For really stubborn lead removal try a 50/50 mix of 3% Hydrogen Peroxide (the common drug store variety) and white vinegar. Plug the bore, fill it up using a dropper or syringe and let it stand for 2 to 3 minutes. (Do not let it stand for too long.) You may get some foaming so protect the barrel’s external finish as this solution is not kind to bluing. Drain and wipe out the black muck that used to be lead and then immediately clean well with bore cleaner.

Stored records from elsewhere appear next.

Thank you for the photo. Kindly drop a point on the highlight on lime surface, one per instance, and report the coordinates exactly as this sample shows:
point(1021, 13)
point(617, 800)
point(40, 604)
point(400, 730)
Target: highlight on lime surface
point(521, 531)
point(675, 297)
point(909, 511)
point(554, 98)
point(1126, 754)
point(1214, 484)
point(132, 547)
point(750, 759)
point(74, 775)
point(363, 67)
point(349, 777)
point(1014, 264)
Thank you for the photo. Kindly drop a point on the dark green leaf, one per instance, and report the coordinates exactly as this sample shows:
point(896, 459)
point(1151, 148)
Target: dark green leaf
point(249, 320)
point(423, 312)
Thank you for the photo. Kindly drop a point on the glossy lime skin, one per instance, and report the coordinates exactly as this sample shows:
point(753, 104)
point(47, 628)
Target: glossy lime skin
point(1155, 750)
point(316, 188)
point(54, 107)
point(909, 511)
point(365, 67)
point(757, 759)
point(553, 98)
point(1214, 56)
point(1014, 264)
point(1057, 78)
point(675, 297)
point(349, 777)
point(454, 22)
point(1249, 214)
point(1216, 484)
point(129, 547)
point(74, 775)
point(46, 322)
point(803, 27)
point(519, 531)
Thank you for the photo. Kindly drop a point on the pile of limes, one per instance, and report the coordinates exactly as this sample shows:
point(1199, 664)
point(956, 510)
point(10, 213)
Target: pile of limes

Thanks to Joe Sledge for this recipe.
While most people have used this solution without a problem there have been reports of this solution pitting some mild steel barrels. The factors involved in this seem to be the type of steel, the presence of rust in the barrel, and excessively long soak times leading to chemical changes in the solution. I strongly recommend not letting this solution soak more than 2 to 3 minutes.
Pure turpentine has reportedly also been used as a lead remover.
Lead Removal Cloth
Lead deposits on the face of revolver cylinders and similar places can be removed with a lead wiping cloth prepared as follows.
Mix the following ingredients
500 gr – 400 grit or finer aluminum oxide powder
450 gr – kerosene or #2 fuel oil
4 gr – lemon oil (for a more pleasant smell)
5 gr – ammonium chloride
Evenly saturate a soft thick cotton cloth or flannel with the solution and allow to dry. (There is no reason it won’t work wet though.)
Carefully remove any very heavy lead deposits with a scraper and then wipe the remainder with the cloth to remove.
Notes: The active ingredient in commercial liquid lead remover products is Ammonium Oleate (CAS 544-60-5). It is however difficult to get. Most of the formulas are basically ammonium oleate, ethanol, and some petroleum distillates as a carrier.